The four-day umpiring course, attended by 20 participants including three women, was conducted by former Pakistan Test umpire Syed Mahboob Ali Shah, who had the distinction of standing in the 1987 World Cup final between Australia and England at Calcutta’s famed Eden Gardens. He also did duty during the 1996 World Cup in Sri Lanka.
The course is one of the Asian Cricket Council’s main initiatives to ensure overall development of the game in countries where cricket is still in its infancy, like in the case of Cambodia where a cricket association under the NOCC umbrella was formed in late 2011.
Presiding over the closing ceremony of the course on Sunday, the president of the Cricket Association of Cambodia, Vath Chamroeun, who is also NOCC secretary-general and an advisor to the Ministry of Tourism, noted that the spread of the game had been steady rather than spectacular.
“It takes a long time for a game like cricket, which is totally new to the population, to take its roots.
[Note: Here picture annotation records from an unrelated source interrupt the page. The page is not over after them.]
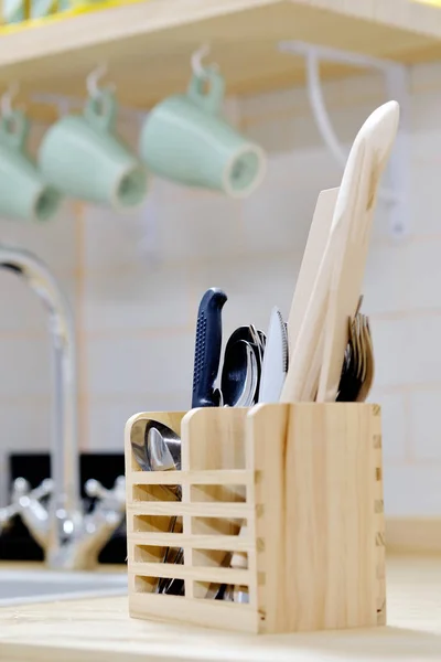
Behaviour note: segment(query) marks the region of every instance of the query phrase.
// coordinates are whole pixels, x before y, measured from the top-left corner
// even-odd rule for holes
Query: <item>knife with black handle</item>
[[[193,370],[192,408],[218,407],[220,392],[215,388],[222,349],[222,309],[227,300],[224,291],[211,288],[203,296],[197,312],[196,344]]]

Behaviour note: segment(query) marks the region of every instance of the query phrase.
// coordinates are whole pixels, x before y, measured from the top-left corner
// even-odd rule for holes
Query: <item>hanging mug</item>
[[[266,157],[222,117],[224,89],[214,70],[193,75],[186,94],[171,96],[149,113],[140,154],[165,179],[245,197],[263,179]]]
[[[90,96],[83,115],[66,115],[45,134],[39,151],[42,173],[71,197],[128,209],[147,195],[147,171],[115,132],[111,92]]]
[[[0,120],[0,214],[10,218],[49,221],[62,200],[26,153],[29,121],[21,110]]]

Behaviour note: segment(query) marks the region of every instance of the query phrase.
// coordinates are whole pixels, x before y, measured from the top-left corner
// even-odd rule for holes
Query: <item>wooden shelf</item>
[[[147,109],[185,88],[191,53],[209,42],[228,93],[250,94],[303,81],[303,61],[277,51],[289,39],[427,62],[441,57],[441,13],[410,0],[147,0],[0,35],[0,84],[20,81],[26,103],[34,93],[83,97],[87,73],[106,61],[121,103]],[[346,73],[323,67],[325,77]]]

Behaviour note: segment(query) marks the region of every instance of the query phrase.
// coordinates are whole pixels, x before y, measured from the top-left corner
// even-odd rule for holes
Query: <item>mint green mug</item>
[[[46,131],[39,166],[67,195],[121,210],[144,201],[147,170],[117,137],[116,113],[110,92],[89,97],[83,115],[66,115]]]
[[[213,70],[205,72],[192,77],[186,94],[169,97],[149,113],[140,136],[141,159],[171,181],[245,197],[263,179],[265,152],[222,117],[224,79]]]
[[[29,121],[21,110],[0,120],[0,214],[22,221],[50,221],[61,194],[49,185],[26,153]]]

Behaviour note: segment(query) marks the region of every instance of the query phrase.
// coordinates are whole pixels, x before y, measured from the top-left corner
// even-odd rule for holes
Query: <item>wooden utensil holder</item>
[[[130,440],[143,441],[147,419],[181,435],[182,471],[139,469]],[[132,617],[255,633],[385,623],[378,405],[138,414],[126,477]],[[176,484],[182,502],[161,487]],[[166,547],[182,547],[184,564],[162,563]],[[228,567],[228,553],[244,567]],[[185,596],[155,594],[159,577],[184,579]],[[207,599],[222,584],[247,587],[249,602]]]

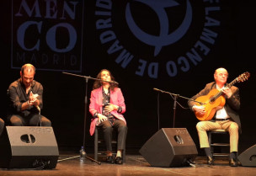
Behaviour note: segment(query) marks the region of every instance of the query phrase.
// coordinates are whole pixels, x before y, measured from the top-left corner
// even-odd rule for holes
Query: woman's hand
[[[108,120],[108,118],[105,115],[101,115],[101,114],[98,114],[98,118],[99,118],[99,123]]]
[[[108,105],[105,106],[104,109],[107,113],[109,113],[112,110],[117,110],[118,105],[115,105],[113,104],[108,104]]]

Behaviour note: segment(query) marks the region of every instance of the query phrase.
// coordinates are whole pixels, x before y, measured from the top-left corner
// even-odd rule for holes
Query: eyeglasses
[[[219,73],[218,76],[227,77],[228,77],[228,74],[227,74],[227,73]]]

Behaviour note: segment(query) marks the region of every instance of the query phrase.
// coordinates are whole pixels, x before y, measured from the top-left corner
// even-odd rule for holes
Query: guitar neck
[[[227,88],[231,88],[232,85],[237,83],[237,78],[235,78],[233,81],[232,81],[230,83],[227,84]]]

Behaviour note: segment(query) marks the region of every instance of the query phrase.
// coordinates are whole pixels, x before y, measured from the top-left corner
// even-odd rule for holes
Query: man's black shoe
[[[232,167],[237,167],[237,161],[235,158],[231,158],[231,160],[229,160],[229,165]]]
[[[114,157],[113,156],[108,156],[107,159],[106,159],[106,162],[109,163],[115,163]]]
[[[212,165],[213,163],[214,163],[214,159],[211,157],[207,156],[207,164],[208,165]]]
[[[122,164],[123,163],[123,158],[120,157],[115,157],[115,163],[117,164]]]

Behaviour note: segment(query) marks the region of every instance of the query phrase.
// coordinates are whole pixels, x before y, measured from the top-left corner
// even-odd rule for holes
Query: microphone
[[[119,84],[117,82],[115,81],[111,81],[112,83],[115,83],[115,84]]]
[[[160,91],[160,92],[162,92],[160,89],[158,89],[158,88],[153,88],[154,90],[157,90],[157,91]]]

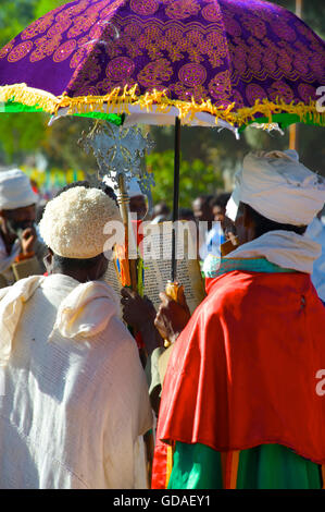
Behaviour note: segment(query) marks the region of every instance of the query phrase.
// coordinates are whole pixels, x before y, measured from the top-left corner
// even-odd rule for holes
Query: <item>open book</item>
[[[196,232],[182,228],[185,227],[184,222],[179,222],[179,225],[176,237],[177,281],[184,287],[186,301],[192,313],[205,296],[204,281],[197,259]],[[147,223],[139,247],[143,259],[143,295],[147,295],[158,308],[161,303],[159,294],[165,291],[166,283],[171,279],[172,222]],[[104,280],[120,293],[118,272],[112,260],[109,261]]]

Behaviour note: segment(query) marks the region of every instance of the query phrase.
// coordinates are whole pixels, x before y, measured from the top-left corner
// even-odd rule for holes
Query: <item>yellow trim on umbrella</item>
[[[179,110],[179,118],[191,122],[197,112],[208,112],[215,118],[215,122],[221,119],[232,125],[242,126],[254,121],[257,113],[263,115],[271,124],[274,114],[287,113],[296,114],[301,122],[308,121],[312,118],[318,125],[325,125],[325,112],[321,112],[316,101],[310,101],[309,105],[300,103],[285,103],[278,98],[275,101],[267,99],[257,99],[253,107],[245,107],[235,110],[235,103],[224,108],[215,106],[211,99],[202,100],[200,103],[196,102],[192,98],[191,101],[182,101],[177,99],[170,99],[166,90],[157,90],[146,93],[142,96],[137,95],[138,85],[128,87],[127,85],[122,89],[115,87],[111,93],[104,96],[78,96],[68,97],[66,94],[62,96],[53,96],[45,90],[27,87],[26,84],[16,84],[0,87],[0,101],[15,101],[28,107],[39,107],[46,112],[58,113],[59,109],[67,108],[67,114],[85,114],[92,111],[104,112],[104,107],[114,109],[114,113],[123,114],[129,113],[129,106],[139,106],[142,110],[150,112],[155,106],[158,112],[167,113],[172,107]]]

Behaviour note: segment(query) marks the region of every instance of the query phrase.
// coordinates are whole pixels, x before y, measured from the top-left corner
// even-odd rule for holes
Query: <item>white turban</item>
[[[47,204],[39,231],[58,256],[93,258],[104,252],[109,221],[121,221],[115,202],[98,188],[76,186]]]
[[[325,203],[325,180],[299,162],[293,150],[250,153],[236,179],[227,205],[233,220],[240,200],[275,222],[308,225]]]
[[[14,210],[37,203],[29,178],[20,169],[0,172],[0,209]]]

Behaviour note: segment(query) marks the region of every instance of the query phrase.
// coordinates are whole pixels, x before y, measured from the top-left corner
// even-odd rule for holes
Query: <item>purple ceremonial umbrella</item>
[[[266,1],[76,0],[0,50],[0,101],[125,125],[176,119],[176,219],[180,123],[324,125],[324,41]]]

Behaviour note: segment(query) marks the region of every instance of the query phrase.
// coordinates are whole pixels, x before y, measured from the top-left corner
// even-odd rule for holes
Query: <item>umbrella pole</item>
[[[174,145],[174,196],[173,196],[173,224],[178,220],[179,209],[179,162],[180,162],[180,120],[175,119],[175,145]],[[172,282],[176,281],[176,231],[173,225],[172,231]]]

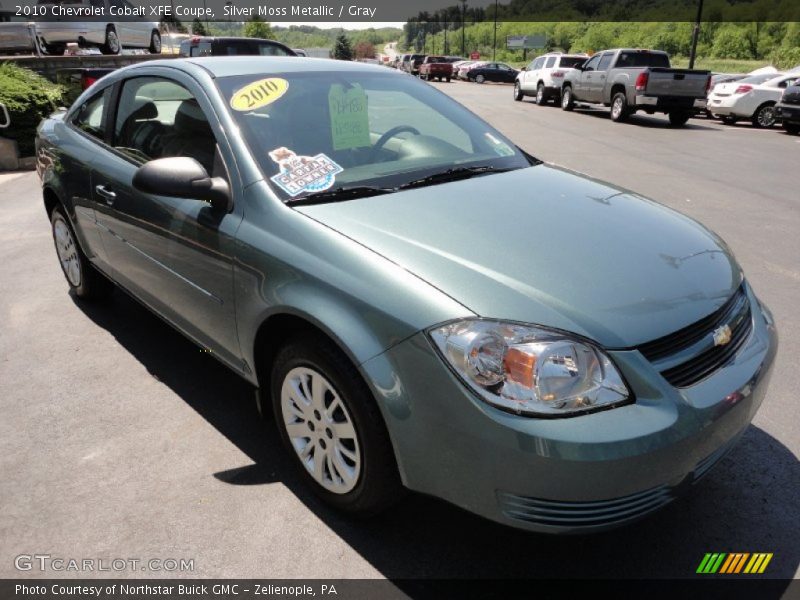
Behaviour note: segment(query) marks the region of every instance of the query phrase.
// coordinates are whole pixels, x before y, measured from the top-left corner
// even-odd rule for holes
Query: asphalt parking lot
[[[731,245],[775,313],[770,392],[693,492],[609,533],[549,537],[410,496],[353,521],[302,486],[253,391],[118,293],[67,293],[35,174],[0,174],[0,578],[14,558],[194,559],[192,577],[693,576],[706,552],[800,562],[800,138],[705,119],[612,123],[513,102],[510,86],[434,84],[548,162],[699,219]],[[401,590],[404,584],[398,582]]]

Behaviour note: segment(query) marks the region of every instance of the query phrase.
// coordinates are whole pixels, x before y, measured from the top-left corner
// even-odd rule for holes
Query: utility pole
[[[467,0],[461,0],[461,56],[467,55]]]
[[[492,62],[497,60],[497,0],[494,0],[494,41],[492,42]]]
[[[700,37],[700,20],[703,18],[703,0],[697,0],[697,18],[692,31],[692,48],[689,51],[689,68],[694,69],[694,59],[697,57],[697,39]]]

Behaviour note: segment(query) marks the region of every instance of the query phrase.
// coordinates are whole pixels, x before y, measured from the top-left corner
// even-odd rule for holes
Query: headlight
[[[630,395],[608,356],[561,332],[468,319],[429,334],[482,399],[517,414],[572,415]]]

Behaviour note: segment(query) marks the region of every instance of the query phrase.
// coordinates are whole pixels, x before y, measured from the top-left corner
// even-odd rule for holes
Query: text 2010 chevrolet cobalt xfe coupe
[[[775,326],[722,240],[387,69],[143,63],[44,121],[38,158],[73,293],[114,282],[258,386],[344,510],[405,486],[625,523],[764,397]]]

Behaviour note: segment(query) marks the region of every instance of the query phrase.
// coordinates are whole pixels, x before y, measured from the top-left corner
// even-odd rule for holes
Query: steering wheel
[[[383,147],[386,145],[386,142],[388,142],[394,136],[405,131],[413,133],[414,135],[420,135],[419,129],[412,127],[411,125],[398,125],[396,127],[392,127],[389,131],[379,137],[377,142],[375,142],[375,145],[372,147],[372,153],[370,154],[370,162],[375,161],[375,157],[378,156],[378,152],[383,149]]]

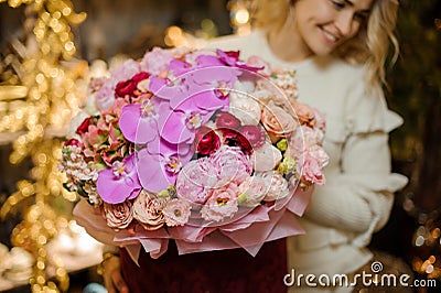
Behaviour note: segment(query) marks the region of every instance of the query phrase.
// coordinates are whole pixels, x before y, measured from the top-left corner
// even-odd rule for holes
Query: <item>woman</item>
[[[284,242],[270,242],[268,251],[258,257],[271,257],[246,265],[251,273],[256,265],[272,265],[266,270],[272,270],[275,275],[267,280],[272,282],[270,286],[251,289],[233,283],[235,289],[223,289],[280,292],[287,290],[284,284],[280,285],[283,270],[289,274],[286,283],[298,289],[300,284],[290,281],[298,281],[299,274],[327,274],[332,280],[334,274],[349,275],[368,263],[373,254],[366,246],[373,232],[388,220],[392,193],[407,183],[404,176],[390,173],[388,132],[401,119],[387,109],[381,91],[389,41],[395,46],[392,58],[398,54],[392,34],[398,0],[255,2],[258,30],[246,36],[220,37],[207,46],[239,50],[243,58],[258,55],[272,68],[295,69],[300,100],[326,116],[324,148],[331,158],[325,170],[327,183],[315,188],[310,207],[300,219],[306,234],[288,239],[288,268],[280,261]],[[195,254],[189,263],[217,261],[208,254]],[[237,262],[230,267],[246,261],[236,257]],[[114,292],[114,286],[125,292],[119,261],[107,259],[104,269],[109,292]],[[223,276],[218,275],[219,286]]]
We are on the right path. I hope with the ACC’s support we can gather momentum,” Vath Chamroeun told the Post.
CAC secretary-general Vira Vuth said the response to both these short-term courses had been well above expectations and as many as 47 participants had enriched their knowledge of such demanding tasks as umpiring and scoring, which form the integral part of the game.
In his address to the participants, Syed Mahboob Ali Shah had a word of praise for their enthusiasm and passion for learning. The course on scoring concludes at the end of the week.